Newswise — Which universities have awarded the most degrees in physics to African American and Hispanic American students? The American Institute of Physics' Statistical Research Center, which for 20 years has compiled data on physics degrees in the US, has named the institutions that have given the most bachelors' and PhD degrees to those historically underrepresented groups.

The institute has set out criteria for recognizing the universities. If, over 10 years, 15 or more physics bachelor's degrees or 3 physics PhD's are minorities, the university makes the list.

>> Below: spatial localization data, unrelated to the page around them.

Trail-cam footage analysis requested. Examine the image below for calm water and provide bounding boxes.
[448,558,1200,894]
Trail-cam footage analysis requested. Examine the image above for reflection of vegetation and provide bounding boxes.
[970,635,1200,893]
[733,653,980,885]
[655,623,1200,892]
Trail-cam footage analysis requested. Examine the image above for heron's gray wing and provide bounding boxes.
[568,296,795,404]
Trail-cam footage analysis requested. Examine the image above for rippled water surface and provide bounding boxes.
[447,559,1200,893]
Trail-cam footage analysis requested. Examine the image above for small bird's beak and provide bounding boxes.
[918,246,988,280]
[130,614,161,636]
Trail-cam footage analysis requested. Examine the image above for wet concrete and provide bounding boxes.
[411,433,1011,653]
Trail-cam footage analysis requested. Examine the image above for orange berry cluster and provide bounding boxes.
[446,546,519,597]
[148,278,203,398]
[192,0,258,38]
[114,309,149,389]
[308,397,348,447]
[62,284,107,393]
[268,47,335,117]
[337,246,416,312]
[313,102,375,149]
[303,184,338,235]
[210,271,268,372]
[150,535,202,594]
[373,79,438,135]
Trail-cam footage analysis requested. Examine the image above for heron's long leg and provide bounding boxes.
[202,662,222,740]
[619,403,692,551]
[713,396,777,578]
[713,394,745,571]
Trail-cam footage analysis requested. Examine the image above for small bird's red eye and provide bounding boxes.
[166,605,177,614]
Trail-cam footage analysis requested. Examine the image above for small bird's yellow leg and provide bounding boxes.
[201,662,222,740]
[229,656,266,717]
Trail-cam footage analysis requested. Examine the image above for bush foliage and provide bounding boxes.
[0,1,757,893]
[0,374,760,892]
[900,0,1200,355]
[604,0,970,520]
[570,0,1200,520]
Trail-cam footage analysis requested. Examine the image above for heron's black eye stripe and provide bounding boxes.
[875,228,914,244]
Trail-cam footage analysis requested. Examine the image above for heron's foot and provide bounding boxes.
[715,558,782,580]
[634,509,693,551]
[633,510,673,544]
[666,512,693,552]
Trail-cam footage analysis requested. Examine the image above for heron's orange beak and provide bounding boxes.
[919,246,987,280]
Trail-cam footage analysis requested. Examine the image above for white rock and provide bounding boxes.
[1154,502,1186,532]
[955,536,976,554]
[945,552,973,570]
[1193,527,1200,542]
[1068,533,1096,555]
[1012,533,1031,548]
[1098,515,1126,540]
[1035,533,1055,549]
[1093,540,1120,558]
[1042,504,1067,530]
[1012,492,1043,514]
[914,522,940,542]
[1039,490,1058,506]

There are separate lists for African American and Hispanic American graduation rates.

"We set up these criteria so that all universities can achieve the recognition," said Roman Czujko, director of the Statistical Research Center, located in College Park, MD. "Historically, both of these groups tended to be underrepresented in physics and astronomy, and we mark and celebrate the change with these lists."

The institute has long worked with the National Society of Black Physicists and the National Society of Hispanic Physicists.

"NSBP sends its appreciation to those [physics] departments that have demonstrated their commitment to diversity through actual minority degree production," said Quinton L. Williams, a professor of physics at Jackson State University in Mississippi and past president of NSBP.

NSHP also sends its congratulations to the universities on the list, said NSHP's secretary David J Ernst, a professor of physics at Vanderbilt University, Nashville, TN.

The Massachusetts Institute of Technology made three of the four lists: African American and Hispanic American PhD awards, and Hispanic Americans bachelor's degrees.